Thiago esperou pacientemente aquela semana passar. Parecia renovado e voltou com disposição ao trabalho refazendo os jardins da Bacalhoa com a ajuda de dois assistentes.
Num sábado, voltou até a Quinta da Serra Moura tentando encontrar Estela. Chamou um empregado que estava no portão e pediu a ele que anunciasse sua presença a Estela. Passados alguns minutos, o empregado retornou com um outro bilhete num envelope lacrado onde se lia:
“Já disse que não me procure mais. Minha filha está doente e minha dor é muito grande. Não venha aumentá-la pois nosso amor só cabe em nosso passado. Voltar a ele é encontrá-lo disforme e moído como a cortiça virgem de nossa primeira vez e a secundeira de dias passados. Nunca seremos rolha de boa qualidade em vinho raro. Nossas cortiças serão sempre pó que não se agrega. Adeus,
Assinado: E.”
Enquanto Thiago terminava de ler o bilhete, um funcionário do CTT veio entregar um telegrama para Estela. Thiago foi até seu carro e seguiu pela N379 até o Cabo do Espichel em Sesimbra. Saiu do carro e caminhou até a Capela da Memória. O vento forte não levava dele a vontade de morrer naquele momento. Do alto, avistava a falésia que o chamava a pôr fim em seu sofrimento. Faltou-lhe a coragem. A noite se aproximava e Thiago retornou a Santana derrotado por seus medos. Ao chegar, o mesmo carro preto da família de Estela estava parado em frente à sua casa. Antes mesmo de chegar perto, assustado, viu Estela saindo do carro e correndo em sua direção aos prantos. _Me perdoe! Me perdoe! – gritava ela, atirando-se nos braços de Thiago. _Perdi minha filha! Perdi minha filha! E não quero voltar para o Brasil. Nada mais me prende por lá!
Sem entender o que estava acontecendo, Thiago tentou acalmá-la de seu choro convulsivo levando-a para dentro de sua casa.
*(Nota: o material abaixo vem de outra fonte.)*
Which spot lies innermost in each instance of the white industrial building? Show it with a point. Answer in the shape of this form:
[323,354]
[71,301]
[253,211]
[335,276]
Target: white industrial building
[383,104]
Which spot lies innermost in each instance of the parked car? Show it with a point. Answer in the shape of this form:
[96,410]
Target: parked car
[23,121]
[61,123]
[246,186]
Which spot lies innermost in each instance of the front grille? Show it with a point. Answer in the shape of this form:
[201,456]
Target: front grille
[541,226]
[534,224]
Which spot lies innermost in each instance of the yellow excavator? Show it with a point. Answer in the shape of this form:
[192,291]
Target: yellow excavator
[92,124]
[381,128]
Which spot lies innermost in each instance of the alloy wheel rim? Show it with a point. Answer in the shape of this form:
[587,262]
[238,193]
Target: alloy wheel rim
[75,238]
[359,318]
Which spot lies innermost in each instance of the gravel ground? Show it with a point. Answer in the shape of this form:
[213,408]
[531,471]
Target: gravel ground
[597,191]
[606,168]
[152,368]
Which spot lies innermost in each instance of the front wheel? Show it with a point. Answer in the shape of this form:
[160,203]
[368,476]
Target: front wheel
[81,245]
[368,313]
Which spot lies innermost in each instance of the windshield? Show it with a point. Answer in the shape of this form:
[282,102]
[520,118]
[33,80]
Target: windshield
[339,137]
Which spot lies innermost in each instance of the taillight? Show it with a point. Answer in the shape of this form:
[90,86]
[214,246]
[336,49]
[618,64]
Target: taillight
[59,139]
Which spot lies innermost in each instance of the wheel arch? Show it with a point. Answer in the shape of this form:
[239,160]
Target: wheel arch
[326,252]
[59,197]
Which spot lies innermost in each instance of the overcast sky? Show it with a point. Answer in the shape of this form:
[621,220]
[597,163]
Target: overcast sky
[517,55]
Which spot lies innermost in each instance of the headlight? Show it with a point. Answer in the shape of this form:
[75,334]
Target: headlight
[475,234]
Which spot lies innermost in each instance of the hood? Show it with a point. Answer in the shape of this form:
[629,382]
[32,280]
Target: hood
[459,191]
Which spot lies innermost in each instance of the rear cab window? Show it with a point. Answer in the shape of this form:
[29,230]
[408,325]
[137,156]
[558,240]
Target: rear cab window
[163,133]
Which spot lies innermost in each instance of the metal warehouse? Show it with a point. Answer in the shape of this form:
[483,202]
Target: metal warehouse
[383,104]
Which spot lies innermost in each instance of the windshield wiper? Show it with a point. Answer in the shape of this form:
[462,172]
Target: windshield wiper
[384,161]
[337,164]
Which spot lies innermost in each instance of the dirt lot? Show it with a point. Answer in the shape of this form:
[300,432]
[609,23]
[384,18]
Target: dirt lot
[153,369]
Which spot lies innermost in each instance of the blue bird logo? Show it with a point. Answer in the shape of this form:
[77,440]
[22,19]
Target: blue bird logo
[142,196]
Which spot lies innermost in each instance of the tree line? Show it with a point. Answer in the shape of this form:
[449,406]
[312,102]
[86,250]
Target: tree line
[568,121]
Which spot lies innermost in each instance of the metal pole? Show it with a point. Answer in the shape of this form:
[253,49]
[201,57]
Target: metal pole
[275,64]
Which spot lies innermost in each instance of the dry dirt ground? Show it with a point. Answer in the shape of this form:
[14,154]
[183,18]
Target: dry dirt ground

Acomodou-a numa poltrona e foi preparar um chá de erva-príncipe para acalmá-la. Era a única erva que havia em sua simples cozinha. Quando retornou à sala, encontrou Estela adormecida, exaurida emocionalmente. Thiago a pegou no colo e acomodou em sua cama sem que ela acordasse.
Duas semanas se passaram e Thiago já parecia outra pessoa. Apesar de ainda esconder seus encontros com Estela, sentia-se um jovem apaixonado. Estela se recuperava rapidamente da morte de sua filha mas Osvaldo insistia que ela voltasse ao Brasil. Lá os tempos de ditadura militar eram favoráveis a ele e a sua empreiteira. Havia conseguido a construção de uma hidrelétrica e não poderia deixar o país por conta dos compromissos que o deixariam mais rico e influente. Por sua vez, Estela não queria voltar, criando um impasse que terminaria na separação do casal. Os encontros eram sempre na casa de Thiago onde Estela passava as noites. Logo pela manhã, antes da alvorada, seguia para casa antes mesmo dos empregados acordarem. Osvaldo escrevia constantemente. As primeiras missivas continham a emoção da perda da filha e alguma expressão de carinho com Estela. Já as últimas se transformaram em textos ameaçadores caso ela não retornasse ao Brasil. Estela insistia em não responder e temia um dia receber a visita indesejável de Osvaldo na Quinta. Ela só não sabia que estava sendo seguida por membros da PIDE, a pedido de influentes agentes do governo brasileiro que trabalhavam na Embaixada Brasileira em Lisboa. Os relatórios sobre as atividades de Estela eram passados para Osvaldo, que arquitetou um plano ardiloso para que ela voltasse definitivamente ao Brasil.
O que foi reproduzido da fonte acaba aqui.